Yesterday I read this article on Mother Jones about the earnings of recent US college graduates over the past decade. It was depressing, to say the least. As someone who started college in 2001, graduated in 2005, got a reasonably well-paying job but decided to pursue more education (and a different career) and thus went back to college in 2007, I feel like I’ve personally experienced most of these developments. Just after I started college, things got pretty bad for a while, and I remember being very grateful I wasn’t out on the job market yet. I graduated just as the economy was booming again (The Netherlands always seems to be a year or so behind the US in such developments) and though I didn’t find my job that easily, I was employed within several months after graduating, even with a “niche” degree like a BA in Business Administration in Tourism Management. While I worked at that job, as an office manager for a management recruitment organisation, things were good. Business was good overall, more employees were hired, current employees got raises. So I did not feel at all troubled about my decision to go back to school. I’d travelled a bit, saved up some money, and I felt good to go. Then, of course, everything came crashing down. As I was now without structural financial help from my parents, I did struggle a bit. It was hard, especially over the past year or so, to get any sort of steady income going, even with my (by now) two undergraduate degrees. Too many people with similar profiles were applying to the same jobs, and many of the other jobs I applied for considered me overqualified.

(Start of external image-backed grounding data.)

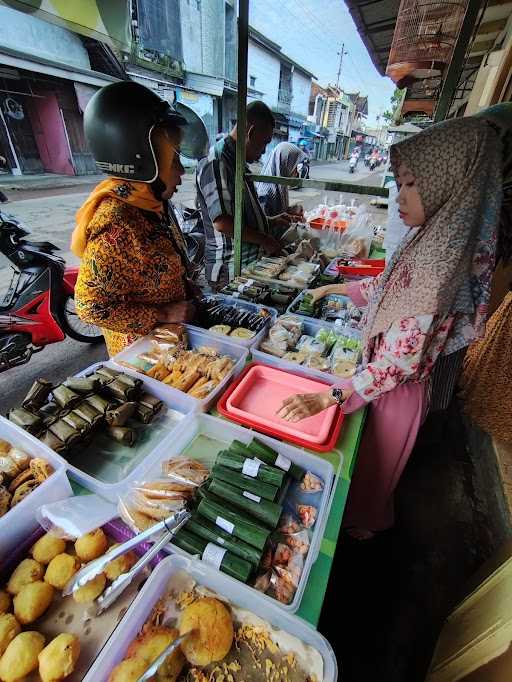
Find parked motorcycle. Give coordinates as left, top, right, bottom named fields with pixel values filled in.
left=297, top=157, right=310, bottom=180
left=0, top=210, right=102, bottom=372
left=349, top=156, right=357, bottom=174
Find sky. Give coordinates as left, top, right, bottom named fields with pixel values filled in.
left=249, top=0, right=396, bottom=126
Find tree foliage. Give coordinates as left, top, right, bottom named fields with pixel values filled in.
left=383, top=88, right=405, bottom=123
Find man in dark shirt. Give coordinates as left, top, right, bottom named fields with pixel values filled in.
left=196, top=101, right=287, bottom=289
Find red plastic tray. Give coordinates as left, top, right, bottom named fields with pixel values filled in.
left=217, top=363, right=344, bottom=452
left=336, top=257, right=385, bottom=278
left=309, top=218, right=347, bottom=231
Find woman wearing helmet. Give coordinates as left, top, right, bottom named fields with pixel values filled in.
left=71, top=81, right=207, bottom=356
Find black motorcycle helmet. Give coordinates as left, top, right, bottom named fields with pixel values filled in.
left=84, top=81, right=209, bottom=182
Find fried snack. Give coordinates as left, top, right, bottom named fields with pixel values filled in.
left=161, top=458, right=209, bottom=487
left=72, top=573, right=106, bottom=604
left=173, top=370, right=200, bottom=393
left=8, top=469, right=33, bottom=493
left=0, top=614, right=20, bottom=656
left=31, top=534, right=67, bottom=565
left=11, top=479, right=39, bottom=507
left=123, top=507, right=156, bottom=532
left=108, top=657, right=148, bottom=682
left=45, top=554, right=81, bottom=591
left=105, top=546, right=137, bottom=582
left=188, top=379, right=217, bottom=400
left=13, top=581, right=54, bottom=624
left=0, top=457, right=19, bottom=481
left=38, top=633, right=80, bottom=682
left=0, top=487, right=11, bottom=518
left=179, top=597, right=233, bottom=666
left=7, top=448, right=30, bottom=471
left=0, top=440, right=10, bottom=456
left=126, top=626, right=185, bottom=679
left=7, top=558, right=44, bottom=595
left=147, top=362, right=170, bottom=382
left=74, top=528, right=108, bottom=562
left=0, top=591, right=11, bottom=615
left=0, top=631, right=45, bottom=682
left=29, top=457, right=53, bottom=483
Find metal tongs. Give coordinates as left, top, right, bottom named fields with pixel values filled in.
left=63, top=508, right=191, bottom=615
left=137, top=630, right=196, bottom=682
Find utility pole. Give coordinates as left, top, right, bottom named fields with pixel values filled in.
left=336, top=43, right=348, bottom=89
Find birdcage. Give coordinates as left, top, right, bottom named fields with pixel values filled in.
left=386, top=0, right=469, bottom=84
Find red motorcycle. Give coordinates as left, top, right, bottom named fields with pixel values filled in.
left=0, top=209, right=103, bottom=372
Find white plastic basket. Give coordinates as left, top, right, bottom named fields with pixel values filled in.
left=112, top=326, right=248, bottom=412
left=136, top=413, right=337, bottom=614
left=45, top=361, right=196, bottom=502
left=0, top=415, right=72, bottom=554
left=84, top=554, right=338, bottom=682
left=187, top=295, right=277, bottom=348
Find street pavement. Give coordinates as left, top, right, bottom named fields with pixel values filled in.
left=0, top=161, right=384, bottom=412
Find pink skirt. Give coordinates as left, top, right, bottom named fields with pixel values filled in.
left=342, top=381, right=428, bottom=531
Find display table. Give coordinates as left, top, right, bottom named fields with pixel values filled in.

With fewer jobs and the market flooded with educated young folks, getting a solid starting salary going (which anyone can tell you is incredibly important, because it’s a starting point for future jobs) proved dicey. There was a definite “you’ll take what you’re offered and don’t you dare complain” attitude out there, which is problematic in a variety of ways, but especially when you consider the ever-increasing amounts of debt shouldered by students, particularly in the US, but also evermore so in European countries.

Apart from the trip down memory lane, the articles on Mother Jones also told a different tale, though it’s difficult to tell at a single glance. So I made you a couple of helpful visual aids, to help you figure it out:

Fig. 1a

Fig. 1b

These graphs (I made two, because line graphs are fun, but sometimes bar graphs work better for me, visually) show the same data as the original charts in the Mother Jones article, but on the same scale.

Sometimes people try to tell me there’s no more gender pay gap, or if there is, future generations will surely even it out. From now until whenever this pay gap is actually fixed, I’ll be able to point them to these graphs. And then note that these have not even been adjusted for the even larger differences resulting from race, (dis)ability, and other factors.